«О боги», — тогда восклицал он, и сердце его сжимало свинцовой болью, и его охватывало непреодолимое желание подняться в зал хотя бы для того, чтобы убедиться, что их не постигло какое-нибудь новое несчастье. «Никто не знает, как заботиться о них», — думал он о Мев и Келли, вспоминая, что те обладают волшебным даром и способны на все в своем отчаянии. «Я знаю. Я могу. О боги. Мурна, моя госпожа, не отпускайте их никуда».
Но ему хватало своих забот. Пора было считать лошадей, Леннон принес ему сведения о количестве людей.
— Объясни мне, — попросил он Леннона, растерявшись от изобилия цифр; и они уселись на корточках у лестницы, мешая пройти всем и каждому, и Леннон принялся писать цифры на земле, подробно объясняя их смысл.
— Самые крепкие должны получить хороших лошадей, — сказал Донал. — И поедут они впереди. И загружать их не надо — нельзя утомлять ни лошадей, ни этих людей, ибо это наша защита.
— Хорошо, — откликнулся Леннон, — но как мы поступим с теми, кто останется без лошадей?

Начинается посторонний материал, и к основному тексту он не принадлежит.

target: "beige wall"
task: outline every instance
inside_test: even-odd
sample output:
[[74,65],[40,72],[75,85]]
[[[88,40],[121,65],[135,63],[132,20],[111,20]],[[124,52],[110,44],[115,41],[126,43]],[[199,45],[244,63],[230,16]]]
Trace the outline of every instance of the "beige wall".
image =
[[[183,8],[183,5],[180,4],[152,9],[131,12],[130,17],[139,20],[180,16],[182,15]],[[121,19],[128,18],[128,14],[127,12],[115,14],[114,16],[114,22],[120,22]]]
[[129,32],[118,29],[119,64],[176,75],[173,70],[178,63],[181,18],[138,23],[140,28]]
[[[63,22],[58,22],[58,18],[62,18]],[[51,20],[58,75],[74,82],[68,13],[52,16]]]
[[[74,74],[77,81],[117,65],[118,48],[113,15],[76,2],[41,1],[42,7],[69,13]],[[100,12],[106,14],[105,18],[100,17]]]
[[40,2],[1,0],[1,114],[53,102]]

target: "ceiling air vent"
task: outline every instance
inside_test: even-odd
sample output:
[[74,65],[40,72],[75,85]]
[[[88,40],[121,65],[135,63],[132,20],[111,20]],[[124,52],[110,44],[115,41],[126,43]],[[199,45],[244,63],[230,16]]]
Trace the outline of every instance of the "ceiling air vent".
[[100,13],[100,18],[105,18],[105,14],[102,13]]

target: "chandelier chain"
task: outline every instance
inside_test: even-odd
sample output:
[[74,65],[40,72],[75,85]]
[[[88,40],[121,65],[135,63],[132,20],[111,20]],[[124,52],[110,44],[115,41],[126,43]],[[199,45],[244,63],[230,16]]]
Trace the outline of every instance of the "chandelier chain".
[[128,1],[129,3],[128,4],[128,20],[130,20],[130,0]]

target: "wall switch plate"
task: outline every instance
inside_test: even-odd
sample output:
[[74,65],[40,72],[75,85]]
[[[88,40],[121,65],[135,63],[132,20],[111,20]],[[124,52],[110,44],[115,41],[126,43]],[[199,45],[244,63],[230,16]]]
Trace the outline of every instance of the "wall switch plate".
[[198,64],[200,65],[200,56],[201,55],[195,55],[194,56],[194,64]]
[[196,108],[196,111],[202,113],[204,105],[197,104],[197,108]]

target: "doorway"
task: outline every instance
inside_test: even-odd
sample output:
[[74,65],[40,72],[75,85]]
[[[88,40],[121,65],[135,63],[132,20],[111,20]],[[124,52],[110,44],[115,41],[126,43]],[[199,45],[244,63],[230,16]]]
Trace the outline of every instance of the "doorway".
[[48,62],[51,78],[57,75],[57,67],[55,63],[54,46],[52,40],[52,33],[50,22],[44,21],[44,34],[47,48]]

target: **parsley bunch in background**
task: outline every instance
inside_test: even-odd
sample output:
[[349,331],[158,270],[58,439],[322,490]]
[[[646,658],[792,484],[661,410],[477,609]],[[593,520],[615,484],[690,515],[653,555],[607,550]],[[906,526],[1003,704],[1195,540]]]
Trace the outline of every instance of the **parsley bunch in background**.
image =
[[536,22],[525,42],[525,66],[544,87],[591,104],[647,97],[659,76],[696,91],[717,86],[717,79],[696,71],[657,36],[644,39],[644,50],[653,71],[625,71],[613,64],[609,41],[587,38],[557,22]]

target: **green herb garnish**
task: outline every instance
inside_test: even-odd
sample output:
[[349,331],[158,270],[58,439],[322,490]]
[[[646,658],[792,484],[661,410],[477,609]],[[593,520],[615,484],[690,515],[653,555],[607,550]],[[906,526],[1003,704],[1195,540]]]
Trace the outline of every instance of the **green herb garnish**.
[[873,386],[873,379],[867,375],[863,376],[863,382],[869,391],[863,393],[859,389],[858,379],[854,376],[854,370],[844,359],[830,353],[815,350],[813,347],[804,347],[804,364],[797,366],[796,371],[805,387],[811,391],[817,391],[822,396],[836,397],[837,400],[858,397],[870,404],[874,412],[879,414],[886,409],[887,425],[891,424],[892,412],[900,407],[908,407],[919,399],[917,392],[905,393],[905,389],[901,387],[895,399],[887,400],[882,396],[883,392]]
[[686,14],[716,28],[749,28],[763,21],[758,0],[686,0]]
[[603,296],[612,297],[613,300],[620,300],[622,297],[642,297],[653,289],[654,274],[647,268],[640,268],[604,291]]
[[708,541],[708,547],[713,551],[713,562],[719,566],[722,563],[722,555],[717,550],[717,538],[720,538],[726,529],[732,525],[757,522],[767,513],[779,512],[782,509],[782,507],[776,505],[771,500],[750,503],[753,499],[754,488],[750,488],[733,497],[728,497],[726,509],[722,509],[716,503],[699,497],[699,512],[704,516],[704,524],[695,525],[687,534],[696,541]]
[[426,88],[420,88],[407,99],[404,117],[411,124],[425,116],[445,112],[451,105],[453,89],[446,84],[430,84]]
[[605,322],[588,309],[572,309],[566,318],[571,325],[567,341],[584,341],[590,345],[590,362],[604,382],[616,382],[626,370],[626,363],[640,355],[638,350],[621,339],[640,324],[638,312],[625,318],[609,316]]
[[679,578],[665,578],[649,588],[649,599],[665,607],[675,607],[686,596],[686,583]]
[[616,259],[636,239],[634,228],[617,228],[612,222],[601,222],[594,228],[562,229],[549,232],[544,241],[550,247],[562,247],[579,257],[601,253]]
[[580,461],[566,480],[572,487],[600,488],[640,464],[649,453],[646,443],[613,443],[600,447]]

Доналу нечего было ответить. И Леннон покинул его, ничего более не сказав. Не поднимаясь со ступеней, Донал обхватил руками раскалывающуюся от боли голову, но тут же вспомнил, что за ним следят люди, и заставил себя подняться.
Пала мгла — наступили резкие сумерки. Зарокотал гром. Донал поднял голову и взглянул на стену туч, громоздящуюся над ними. Темная полоса, оторвавшись от нее, протянулась к северу. Еще одна метелка на чистом лоскутке неба. Дрожь пробежала по его спине.
— Донал, — сверху раздался голос, высокий и чистый. Он поднял голову и увидел Мев и Келли.
— Ступайте в замок, — ответил он. Ему было страшно из-за этих туч. Весь Кер Велл казался ему беззащитным, подставленным бурям и молниям. — Возвращайтесь в зал!
Небо раскололось от грома. Дети вздрогнули и посмотрели вверх. Не обращая внимания на боль, он кинулся к ним и вдруг на фоне камней Кер Велла ему предстала другая картина — приграничные холмы, покрытые мглою, сцепившиеся в схватке войска, разбитые наголову отряды и люди, умирающие под дождем черных стрел. «Погибли», — подумал он, застыв с поднятой ногой на ступенях и словно от вспышки молнии он вспомнил, что ему снилось это под угро. «Север пал. Роан!»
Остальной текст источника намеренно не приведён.